Кажется, у кого-то истерика. И даже слёзы. Я слышу, как она всхлипывает.
– Я ухожу, Евгений! – это прозвучало, как угроза. Бомба в моей голове сделала тик-так и взорвалась.
– Сходи, дорогая, сходи. Тебе срочно нужно остыть, подумать, проветриться и включить мозги наконец-то. А когда всё это случится, мы поговорим.
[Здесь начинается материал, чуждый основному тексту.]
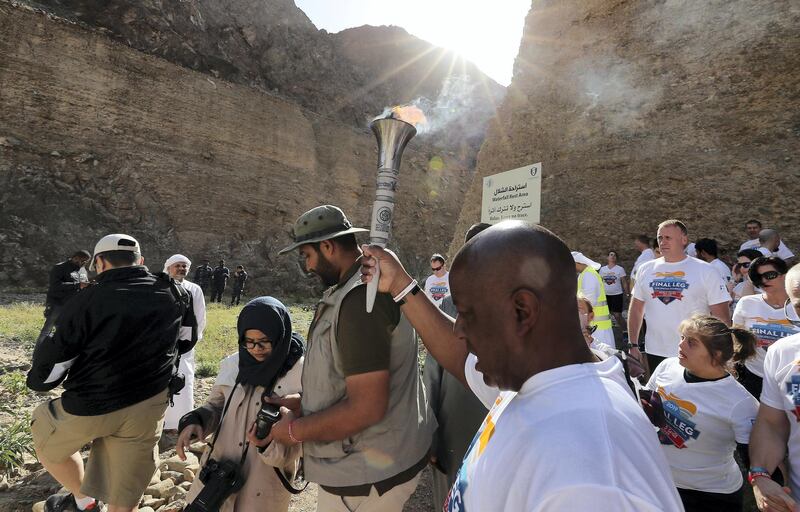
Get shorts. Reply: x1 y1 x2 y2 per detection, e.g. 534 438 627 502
31 389 169 507
606 293 622 313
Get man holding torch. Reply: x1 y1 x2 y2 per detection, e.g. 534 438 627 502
270 205 436 512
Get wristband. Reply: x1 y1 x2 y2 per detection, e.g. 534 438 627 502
747 467 772 485
392 279 417 302
289 420 300 444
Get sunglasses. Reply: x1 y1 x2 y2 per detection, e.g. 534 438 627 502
242 340 272 350
758 270 781 283
783 299 800 327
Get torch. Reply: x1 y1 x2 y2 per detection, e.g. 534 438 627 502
367 106 425 313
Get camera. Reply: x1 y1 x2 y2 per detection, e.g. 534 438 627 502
168 372 186 398
256 401 281 439
184 459 244 512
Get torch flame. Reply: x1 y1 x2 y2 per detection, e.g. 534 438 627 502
373 104 428 129
391 105 428 126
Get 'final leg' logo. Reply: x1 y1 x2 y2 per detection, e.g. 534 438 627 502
658 386 700 449
650 272 689 304
786 361 800 423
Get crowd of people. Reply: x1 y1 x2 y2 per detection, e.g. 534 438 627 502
23 209 800 512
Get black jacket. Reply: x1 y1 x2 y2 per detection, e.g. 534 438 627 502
47 260 81 306
233 270 247 290
194 265 213 286
27 266 197 416
211 267 231 288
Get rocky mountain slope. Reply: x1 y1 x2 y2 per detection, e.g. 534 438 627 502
0 0 504 294
21 0 504 152
0 2 482 294
453 0 800 261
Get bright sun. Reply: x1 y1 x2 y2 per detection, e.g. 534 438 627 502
296 0 531 85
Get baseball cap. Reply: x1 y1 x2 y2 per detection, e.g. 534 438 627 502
89 233 142 271
278 204 369 254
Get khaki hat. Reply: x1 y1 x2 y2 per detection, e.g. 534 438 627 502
572 251 602 270
89 233 142 271
278 204 369 254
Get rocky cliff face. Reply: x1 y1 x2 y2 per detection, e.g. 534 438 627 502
451 0 800 261
0 2 470 293
20 0 505 150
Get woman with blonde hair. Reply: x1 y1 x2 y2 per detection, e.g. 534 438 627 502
642 315 758 512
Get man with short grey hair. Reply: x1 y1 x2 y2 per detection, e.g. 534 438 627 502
758 228 794 265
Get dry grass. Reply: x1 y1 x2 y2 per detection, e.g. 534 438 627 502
0 302 314 377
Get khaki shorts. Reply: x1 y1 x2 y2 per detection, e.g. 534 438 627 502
31 390 169 507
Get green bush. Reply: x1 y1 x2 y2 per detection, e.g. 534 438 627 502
0 302 44 350
0 371 30 402
0 417 36 475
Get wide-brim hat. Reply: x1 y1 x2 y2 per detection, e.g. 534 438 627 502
89 233 142 271
278 204 369 254
572 251 602 270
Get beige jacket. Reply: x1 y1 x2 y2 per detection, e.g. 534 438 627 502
186 353 303 512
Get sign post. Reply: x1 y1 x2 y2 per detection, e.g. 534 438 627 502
481 162 542 224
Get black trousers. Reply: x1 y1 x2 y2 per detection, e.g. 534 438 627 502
678 487 744 512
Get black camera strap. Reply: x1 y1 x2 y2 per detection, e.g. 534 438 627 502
208 377 308 494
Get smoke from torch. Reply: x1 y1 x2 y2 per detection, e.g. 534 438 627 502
367 105 426 313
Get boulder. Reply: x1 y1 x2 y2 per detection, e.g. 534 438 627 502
144 478 175 498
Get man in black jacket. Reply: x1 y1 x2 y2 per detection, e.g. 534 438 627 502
194 260 214 294
36 251 91 345
211 260 231 302
27 234 196 511
231 265 247 306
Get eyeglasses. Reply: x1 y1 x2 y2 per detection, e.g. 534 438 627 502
758 270 781 282
242 339 272 350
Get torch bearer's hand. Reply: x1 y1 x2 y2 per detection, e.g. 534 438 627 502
361 244 412 297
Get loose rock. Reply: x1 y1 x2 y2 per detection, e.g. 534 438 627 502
144 478 175 498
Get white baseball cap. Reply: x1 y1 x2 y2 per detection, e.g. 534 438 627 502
572 251 602 270
89 233 142 271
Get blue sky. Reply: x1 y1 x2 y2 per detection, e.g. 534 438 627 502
295 0 531 85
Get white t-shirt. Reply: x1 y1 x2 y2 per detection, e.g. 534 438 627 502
598 265 628 295
631 249 656 279
761 334 800 499
444 355 683 512
733 295 800 377
647 357 758 494
739 238 794 260
633 256 731 357
710 258 733 284
425 272 450 305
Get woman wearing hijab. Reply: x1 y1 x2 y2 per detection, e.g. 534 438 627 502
176 297 303 512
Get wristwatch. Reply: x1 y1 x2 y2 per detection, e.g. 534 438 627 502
747 467 772 485
397 283 420 306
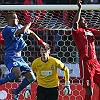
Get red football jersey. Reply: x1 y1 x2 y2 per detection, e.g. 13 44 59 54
72 28 98 60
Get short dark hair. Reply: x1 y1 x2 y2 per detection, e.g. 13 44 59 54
5 11 16 21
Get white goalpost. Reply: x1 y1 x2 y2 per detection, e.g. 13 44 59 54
0 4 100 100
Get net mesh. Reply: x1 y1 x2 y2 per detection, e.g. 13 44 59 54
0 10 100 100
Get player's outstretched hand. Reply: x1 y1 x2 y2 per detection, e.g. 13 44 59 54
63 81 71 95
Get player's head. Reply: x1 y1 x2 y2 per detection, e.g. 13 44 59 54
79 16 88 29
6 12 19 26
40 44 50 60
Марина застыла. Таращилась на меня, будто я гуманоид неизвестного вида. Или шедевр в картинной галерее неописуемой красоты. Дыхание останавливается и адреналин зашкаливает.
– Ах так! – выпалила она и наставила на меня указательный палец. – Будешь на колени вставать – не прощу!
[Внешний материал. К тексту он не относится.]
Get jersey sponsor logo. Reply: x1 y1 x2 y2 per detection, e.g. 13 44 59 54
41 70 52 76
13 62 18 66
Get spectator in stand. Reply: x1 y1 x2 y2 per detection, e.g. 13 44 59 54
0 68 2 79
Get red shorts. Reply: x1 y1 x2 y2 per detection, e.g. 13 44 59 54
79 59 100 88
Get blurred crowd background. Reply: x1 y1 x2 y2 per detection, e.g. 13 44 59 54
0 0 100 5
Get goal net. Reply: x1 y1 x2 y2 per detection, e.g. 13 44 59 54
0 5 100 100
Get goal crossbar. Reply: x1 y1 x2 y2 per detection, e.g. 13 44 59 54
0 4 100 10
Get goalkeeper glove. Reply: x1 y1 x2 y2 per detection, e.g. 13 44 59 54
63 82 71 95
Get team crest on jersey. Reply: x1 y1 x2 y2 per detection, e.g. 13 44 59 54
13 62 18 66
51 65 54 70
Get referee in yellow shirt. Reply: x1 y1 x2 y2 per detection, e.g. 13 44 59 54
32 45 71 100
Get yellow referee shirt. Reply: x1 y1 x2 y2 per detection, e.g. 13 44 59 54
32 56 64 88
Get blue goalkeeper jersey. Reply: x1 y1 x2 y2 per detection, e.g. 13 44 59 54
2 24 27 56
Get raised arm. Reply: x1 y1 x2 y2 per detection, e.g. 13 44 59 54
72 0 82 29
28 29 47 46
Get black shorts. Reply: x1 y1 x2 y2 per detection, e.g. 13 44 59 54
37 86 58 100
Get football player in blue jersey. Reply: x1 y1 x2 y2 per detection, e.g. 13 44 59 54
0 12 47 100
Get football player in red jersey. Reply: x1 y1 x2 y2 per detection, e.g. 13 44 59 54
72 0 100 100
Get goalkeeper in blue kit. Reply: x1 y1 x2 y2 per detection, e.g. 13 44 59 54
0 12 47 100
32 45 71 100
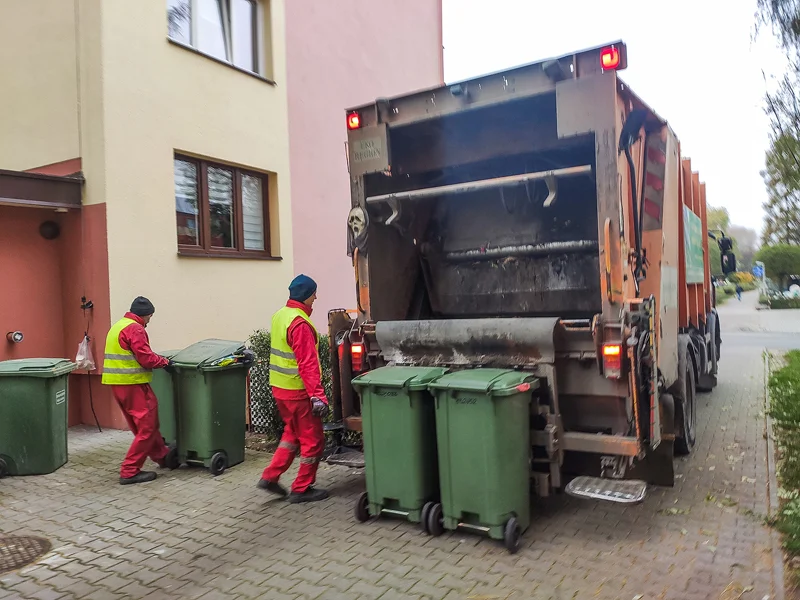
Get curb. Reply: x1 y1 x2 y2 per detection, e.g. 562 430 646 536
764 351 786 600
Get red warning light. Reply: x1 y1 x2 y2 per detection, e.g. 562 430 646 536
600 46 620 71
347 112 361 130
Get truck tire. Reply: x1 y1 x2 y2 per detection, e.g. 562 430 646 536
697 310 720 392
671 336 697 456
Какая патетика! Какой трагизм! Видимо, сценическое искусство её как-то по касательной задело. Жаль только: жизнь наша не театр, а мы не актёры. Тут дублей не будет и фальшивую фразу не переиграть.
Можно, конечно, но не сейчас, когда с её стороны слишком много сказано. Я не дал ей шанса на мне отыграться. Я боец с очень древними шрамами и давно знаю, как надо противостоять манипуляторам. Лучше всего молчать и не оправдываться, иначе если дам слабину – тут меня и похоронят под ворохом новых обвинений.
– Или я, или она! – снова попыталась Марина пробить мою броню, но там сталь непробиваемая, так что зря старалась.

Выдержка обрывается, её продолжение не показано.